Ein Master in Computer Science oder Machine Learning bringt dir den formalen Hintergrund, aber Online-Kurse von Deeplearning.AI zu LLMs und RAG sind schneller und praktischer. AWS und Google Cloud AI-Zertifikate sind nützlich. Wichtiger aber ist dein Portfolio: ein Projekt mit eigenem RAG-System oder einem finetuned LLM beeindruckt Hiring Manager viel mehr.
Wie sieht ein typischer Arbeitstag als AI Engineer im Homeoffice aus?
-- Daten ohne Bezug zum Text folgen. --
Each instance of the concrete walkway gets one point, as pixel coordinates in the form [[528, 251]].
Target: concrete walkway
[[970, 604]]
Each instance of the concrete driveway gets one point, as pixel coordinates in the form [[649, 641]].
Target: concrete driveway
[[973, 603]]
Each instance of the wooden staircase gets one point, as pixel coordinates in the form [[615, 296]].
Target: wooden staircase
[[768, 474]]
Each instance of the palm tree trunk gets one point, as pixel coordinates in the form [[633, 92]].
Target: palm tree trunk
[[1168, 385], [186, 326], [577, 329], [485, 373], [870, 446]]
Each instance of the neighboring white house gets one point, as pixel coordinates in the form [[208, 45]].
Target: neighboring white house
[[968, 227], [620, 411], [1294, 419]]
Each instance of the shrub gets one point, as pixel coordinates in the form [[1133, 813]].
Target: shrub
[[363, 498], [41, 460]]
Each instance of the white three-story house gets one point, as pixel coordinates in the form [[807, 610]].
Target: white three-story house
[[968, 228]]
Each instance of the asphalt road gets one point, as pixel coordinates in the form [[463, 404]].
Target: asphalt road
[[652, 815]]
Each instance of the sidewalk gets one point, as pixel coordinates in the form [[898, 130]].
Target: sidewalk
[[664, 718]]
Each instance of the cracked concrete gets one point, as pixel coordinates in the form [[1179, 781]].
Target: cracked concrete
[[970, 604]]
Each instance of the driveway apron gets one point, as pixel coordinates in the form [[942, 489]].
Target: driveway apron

Du startest mit der Evaluierung aktueller Model-Performance und Anfragen vom Product Team, was neue Features nötig sind. Dann experimentierst du mit neuen Prompts, feinerem Model-Tuning und schreibst Code für LLM-Integrationen. Code Reviews und Tests sind kritisch, weil AI-Bugs schwer zu finden sind. Abends trainst du Modelle, die über Nacht laufen.
Wie überzeugt man bei einer Remote-Bewerbung als AI Engineer?
Ein Paper oder ein Open-Source-Projekt mit neuer AI-Technik ist dein bester Beweis. GitHub-Repos, die zeigen, wie du RAG gebaut oder Prompts optimiert hast, sprechen lauter als Zertifikate. Im Interview erkläre dein Model-Design und sei bereit, über Challenges und Lösungen zu sprechen, denen du begegnet bist.